The format of a result from media search

Here is - for pedagogical reasons - a step-wise explanation of the format.

The result from a media search has a sequence of <talia:entry> elements, one for each found contribution, or contribution version:

<?xml version="1.0" encoding="UTF-8"?>
<talia:result xmlns:talia="http://trac.talia.discovery-project.eu/wiki/Exist#" total="123">

    <talia:entry>...</talia:entry>

    <talia:entry>...</talia:entry>

    <talia:entry>...</talia:entry>

    <talia:entry>...</talia:entry>

    <talia:entry>...</talia:entry>

    ...

</talia:result>

The returned entries have the following format:

<talia:entry>

    <talia:metadata>
    
        <talia:maintype>AvMedia</talia:maintype>
        <talia:type>transcription</talia:type>
        <!-- in general here might be a <talia:subtype> element,
             with value "audio" or "video",
             but for the RAI media contributions
             we have no such value and element -->
        <talia:uri>http://a.b.c/ccc</talia:uri>
        <talia:url>http://d.e.f/fff</talia:url>
        <talia:authors>
            <talia:author>
                <talia:firstname>Andrew Williams</talia:firstname>
                <talia:lastname></talia:lastname>
                <!--
                in general here might be a <talia:uri> element,
                but the RAI media contributions have no URI¨
                -->
            </talia:author>
            ...
        </talia:authors>
        <talia:title>...</talia:title>
        <talia:standard_title>...</talia:standard_title>
        <talia:language>it</talia:language>
        <talia:date>2006-03-03</talia:date>
        <talia:creation_date>2000-11-22</talia:creation_date>
        <talia:length>...</talia:length>
        <talia:bibliography>...</talia:bibliography>
        <talia:keywords>
            <talia:keyword>...</talia:keyword>
            ...
        </talia:keywords>
        
    </talia:metadata>

    <talia:abstract>...</talia:abstract>
    
</talia:entry>

If the <talia:title> or <talia:abstract> elements have been searched, the search on these elements was a full text search, and in that case they will contain <exist:match> tags that mark the search words found. These "match" tags can be used by the user interface to highlight the search words when the title and abstract are shown. We are discussing if a different tag should be used, e.g an "explicit" HTML tag like <b>. The <exist:match> tag is one delivered by eXist itself, but the servlet might transform it into something else.
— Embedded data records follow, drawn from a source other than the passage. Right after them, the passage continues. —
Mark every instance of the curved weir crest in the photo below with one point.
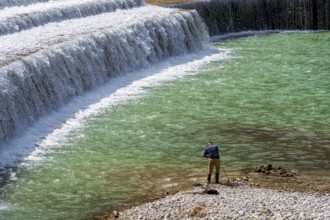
(15, 19)
(43, 68)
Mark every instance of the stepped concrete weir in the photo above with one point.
(44, 64)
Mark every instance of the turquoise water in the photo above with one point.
(269, 103)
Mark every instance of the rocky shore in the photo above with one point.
(268, 192)
(233, 202)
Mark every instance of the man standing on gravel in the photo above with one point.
(212, 153)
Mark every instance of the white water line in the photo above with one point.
(52, 130)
(Note: If a search word occurs in both title and abstract, but was only searched in title, it will only get "match" tags in the title element, not in abstract; and vice versa.)

It has not been discussed what to do with long result lists, so the below might not be valid.

Finally, the root element <talia:result> contains attributes that tell the size of the result and give relevant information if the result has been divided into "pages" ("chunks"). The attributes are:

total
limit
page
first
last

total tells the number of entries founds (the number of found contributions or versions). If the search request asked for the result to be divided into pages, the total value might be larger then the number of entries returned.

limit is the page size, if the search request asked for the result to be divided into pages. Otherwise it is the special value all.

page is the number of the page returned, if the search request asked for the result to be divided into pages. Otherwise it is 1.

first is the number of the first entry in the page returned, if the search request asked for the result to be divided into pages. Otherwise it is 1.

last is the number of the last entry in the page returned, if the search request asked for the result to be divided into pages. Otherwise it is equal to the total value.

(Note: At the time of writing (2008-09-17/2008-10-28) the first and last values might not be correct. If the request asks for the last page, which usually is smaller than the other pages, the last value will be like if the last page were as large as the others. It doesn't reflect the real, smaller size of the page. Also - if the request asks for a non-existing page - a page beyond the end of the result - the first and last values will be as if that page existed.)